The Aston team also carried out a survey of the number of people who employ the five-second rule. The survey showed that:

  • 87 percent of people surveyed said they would eat food dropped on the floor, or already have done so.
  • 55 percent of those who would, or have, eaten food dropped in the floor are women.
  • 81 percent of the women who would eat food from the floor would follow the five-second rule.

Professor Hilton added: “Our study showed that a surprisingly large majority of people are happy to consume dropped food, with women the most likely to do so. But they are also more likely to follow the five-second rule, which our research has shown to be much more than an old wives’ tale.”

© Food Safety News
  • Carl Custer
  • John

    University of Illinois and Clemson University in the U.S. have already conducted these studies. A thorough literature review, or even a quick Google search, is always the first place to start in any experiment prior to allocation of labor and materials.


  • Joepalooka1

    now if we can just cause the public at large and the self-styled, so-called professionals to more often put into context the supposed risks that abound (yeah right, that toilet seat is cleaner than your computer keypad 🙂

  • flame

    Drop your peeled banana(or any other unwrapped food of your choice) on the subway floor, train station floor, public elevator floor, cruise ship floor, airplane floor, airport floor, movie theater floor, the stairs/and/or landing of any high traffic public building, the hospital cafeteria floor.
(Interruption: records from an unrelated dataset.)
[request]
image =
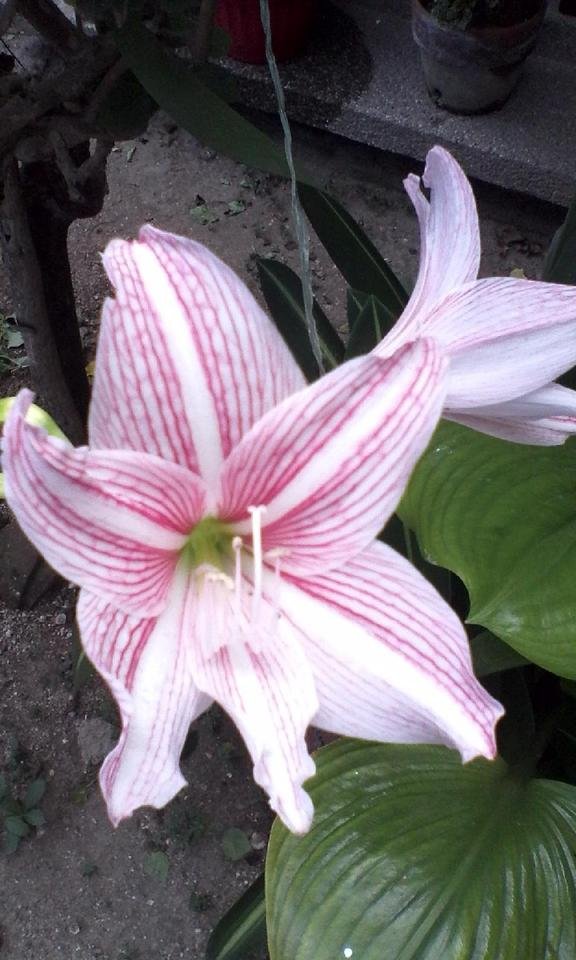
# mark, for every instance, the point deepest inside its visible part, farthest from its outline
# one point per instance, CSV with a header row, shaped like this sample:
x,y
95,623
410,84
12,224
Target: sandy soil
x,y
77,888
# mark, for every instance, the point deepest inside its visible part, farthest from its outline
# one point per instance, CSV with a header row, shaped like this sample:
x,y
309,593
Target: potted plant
x,y
290,21
473,51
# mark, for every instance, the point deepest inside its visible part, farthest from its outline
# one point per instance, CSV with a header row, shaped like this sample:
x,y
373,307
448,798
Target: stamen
x,y
237,548
256,514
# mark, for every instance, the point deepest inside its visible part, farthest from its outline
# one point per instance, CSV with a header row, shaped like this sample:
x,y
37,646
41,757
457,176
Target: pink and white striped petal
x,y
506,337
112,521
145,663
449,238
187,361
546,417
331,463
390,658
265,683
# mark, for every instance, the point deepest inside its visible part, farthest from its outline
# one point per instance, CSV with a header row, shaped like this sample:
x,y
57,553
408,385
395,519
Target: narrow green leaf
x,y
355,300
11,807
282,290
242,930
352,251
34,794
194,106
235,844
17,826
413,855
560,262
373,322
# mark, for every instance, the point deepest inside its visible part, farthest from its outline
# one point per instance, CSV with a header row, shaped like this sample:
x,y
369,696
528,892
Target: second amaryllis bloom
x,y
221,525
507,338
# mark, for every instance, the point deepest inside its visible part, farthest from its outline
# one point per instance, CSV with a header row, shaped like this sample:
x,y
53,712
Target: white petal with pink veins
x,y
545,417
390,658
449,238
330,464
146,664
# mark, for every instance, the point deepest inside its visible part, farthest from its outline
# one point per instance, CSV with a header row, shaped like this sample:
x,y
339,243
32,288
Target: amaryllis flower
x,y
221,525
507,338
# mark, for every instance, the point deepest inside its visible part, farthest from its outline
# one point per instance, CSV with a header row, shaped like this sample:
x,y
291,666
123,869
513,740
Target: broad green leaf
x,y
282,290
560,262
35,818
491,655
34,794
503,517
242,930
414,856
194,106
354,254
373,322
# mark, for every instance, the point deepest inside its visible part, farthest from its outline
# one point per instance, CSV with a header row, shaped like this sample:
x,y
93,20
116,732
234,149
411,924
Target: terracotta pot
x,y
475,70
291,22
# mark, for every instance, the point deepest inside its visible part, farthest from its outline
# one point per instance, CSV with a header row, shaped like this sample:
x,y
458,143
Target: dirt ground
x,y
153,888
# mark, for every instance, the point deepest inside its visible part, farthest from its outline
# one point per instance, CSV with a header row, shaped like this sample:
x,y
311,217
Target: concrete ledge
x,y
362,80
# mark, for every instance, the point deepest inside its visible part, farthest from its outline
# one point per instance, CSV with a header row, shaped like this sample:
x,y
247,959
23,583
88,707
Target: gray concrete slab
x,y
362,80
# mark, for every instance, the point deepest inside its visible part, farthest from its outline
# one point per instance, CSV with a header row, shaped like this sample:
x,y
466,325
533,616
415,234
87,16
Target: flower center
x,y
208,544
227,577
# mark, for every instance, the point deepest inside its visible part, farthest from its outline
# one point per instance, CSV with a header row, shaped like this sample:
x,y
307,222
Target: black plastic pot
x,y
473,70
Hope the 5 second rule applies to you unsanitary floor lickers.

  • the germ guy

    As a former public health food facility inspector, professor of college level food microbiology with food sampling training and lab analysis and consultant to the food service industry, it confounds me why people are so enamored with this flagrant and obvious form of food contamination. I have followed this discussion (and “the studies”) for years. What everyone is missing is that when a food item hits the floor, it is the physical texture of that product (i.e. is it wet, dry, sticky, etc) and the microbes it directly encounters that matter as to what contaminants will adhere and pose a health concern, not how long it lays on the floor. Microbes do not have legs and crawl toward fallen food as this argument seems to imply. Additionally I have tremendous problems with the so called “studies” that want to reassure us that all is well with food if promptly retrieved by some “magic” no. of seconds. To adhere to accepted science guidelines the design of the experiment would have to include foods of many textures with various pH values, anti-microbial additives etc. as well as floor surfaces being inoculated with a representative array of microbes that one can recover from floors in restrooms, fast food playlands, theater lobbies, restaurant kitchens and so on. To merely lay down some E. coli and see if some stuck to a food is not hard science. Finally, what no one ever discusses is what about the viruses that are on the floor? I find it impossible to believe that no one will encounter norovirus on a cruise ship floor. In conclusion, as I tell my students, if food hits the floor, its out the door.

  • Don Schaffner

    Let’s not forget this is unpublished, and not peer reviewed.

    Science by press release is not science.

  • I.Popoff

    Bacterial microbes are not the only concern. What if your food landed on the egg of a parasitic worm, such as the raccoon roundworm. Look it up, this is something you don’t want. People don’t realize the crap they track into their homes on the soles of their shoes.

  • Hachachacha

    I find it surprising that women tipped the scales in observing the 5 second rule. I’m figuring it’s because most men don’t even worry about 5 seconds and will eat food no matter how long it’s been on the floor, LOL. Seriously it amazes me how little some men know about cleanliness. Most of them don’t even wash their hands after going to the bathroom. Perhaps the women observing the 5 second rule are the ones who clean the floor and know more about how clean/unclean it is.